LOCH NESS land managers have joined efforts to help some of Scotland's rarest birds to nest and breed.

There are now 22 land managers in the Loch Ness area working together to create habitats for fragile species such as curlew, oystercatcher, redshank and lapwing.

More birds are returning to the region each year and there has been a significant rise in the number of nests which successfully produce chicks. In some areas there has been a 50% increase in moorland and wading birds over the past ten years, with curlew and lapwing the main beneficiary.

The Loch Ness Rural Communities Moorland Group covers 33,000 hectares of moorland spanning 32 miles from Fort Augustus to Farr and includes estates such as Garrogie, Aberarder, Dunmaglass, Glendoe and Corriegarth. Their collaborative approach to conservation is supported by the Game and Wildlife Conservation Trust and Royal Society for the Protection of Birds.

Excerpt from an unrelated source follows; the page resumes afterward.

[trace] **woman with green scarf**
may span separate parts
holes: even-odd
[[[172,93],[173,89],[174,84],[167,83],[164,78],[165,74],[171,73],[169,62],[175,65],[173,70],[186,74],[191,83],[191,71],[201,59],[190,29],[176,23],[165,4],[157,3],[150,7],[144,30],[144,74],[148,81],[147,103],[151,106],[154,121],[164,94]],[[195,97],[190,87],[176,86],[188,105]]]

Coordinator of the Loch Ness Rural Communities Moorland Group, Jenny McCallum, said: “Many of the farms and estates in the Loch Ness region are managing habitat specifically for waders. This means excluding livestock or keeping the stocking density low in areas where nesting is preferred and creating wader scrapes to allow chicks access to shallow, wet areas to feed on insects. Land managers are trained to carry out wader surveys in the spring to assess the breeding success.

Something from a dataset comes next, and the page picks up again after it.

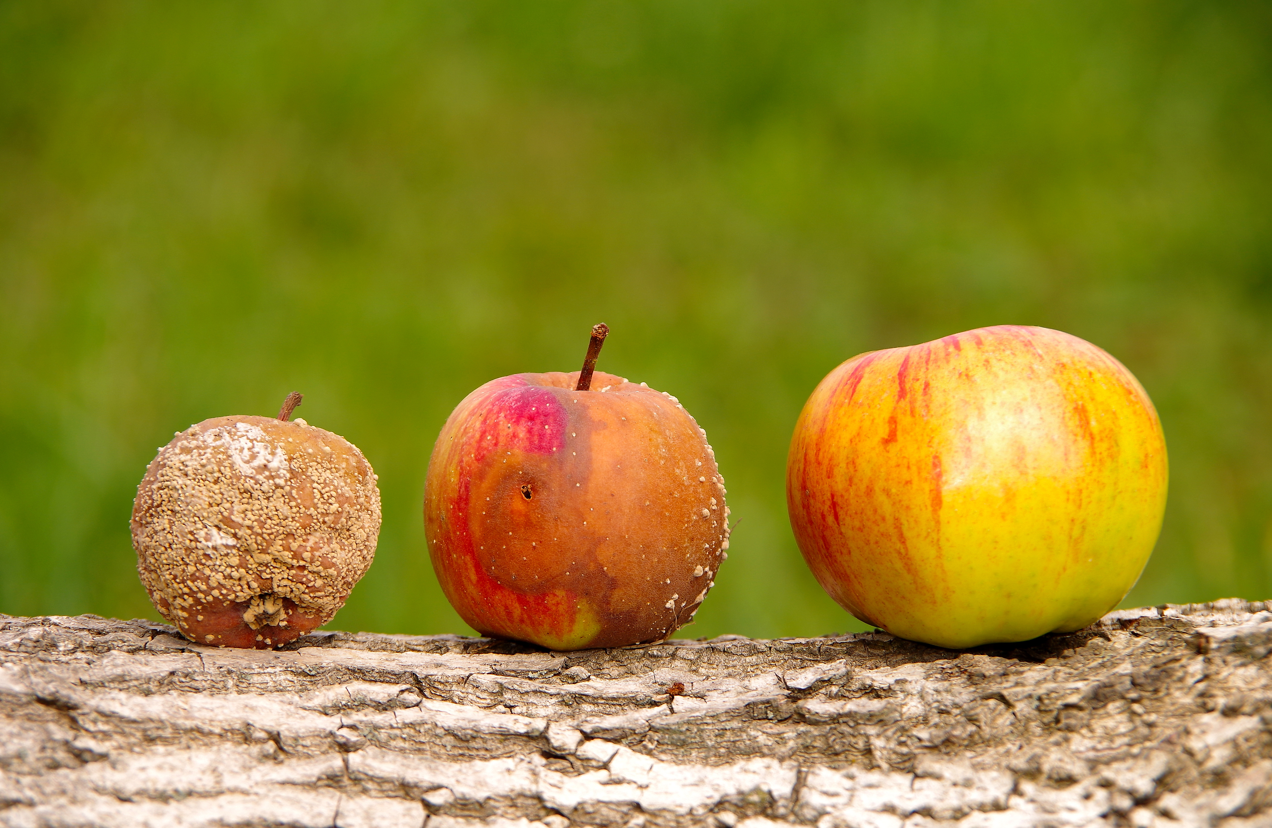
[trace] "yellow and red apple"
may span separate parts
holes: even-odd
[[[1024,641],[1135,585],[1166,445],[1105,351],[997,326],[831,371],[795,426],[786,499],[818,581],[859,619],[943,647]]]
[[[724,478],[674,397],[602,373],[579,390],[579,378],[504,376],[454,410],[425,487],[432,566],[483,635],[553,650],[659,641],[728,557]]]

“We also control predators such as carrion crows and foxes, which is an activity registered with Police Scotland and Scottish Natural Heritage and subject to stringent conditions," she continued. "This combination of methods helps the waders to nest successfully and we are delighted with the results.”

Other birds which benefit from the moorland management practices in the region include golden plover, snipe, greenshank, twite, hen harrier and dotterel. There are also 15 known black grouse 'leks' in the area – an area where male black grouse gather to display and fight to attract the attention of the females

Ken Fraser, who farms land at Gorthleck Mains and Migovie said: “It’s noticeable that the number of wading birds has really increased in recent years, particularly the curlew and lapwing, because of the way the land is managed. Over the past ten years their populations have certainly increased by 50% in my area.

“At this time of year the birds are courting and pairing up, which is an absolute joy to see and hear in the skies around you. I hear the calls of the curlews on a daily basis. We also see lots of black grouse leks every spring, an unforgettable spectacle. The past 10 years have shown that if we didn’t manage the land year-round, these fragile populations would be lost and may never recover,” he concluded.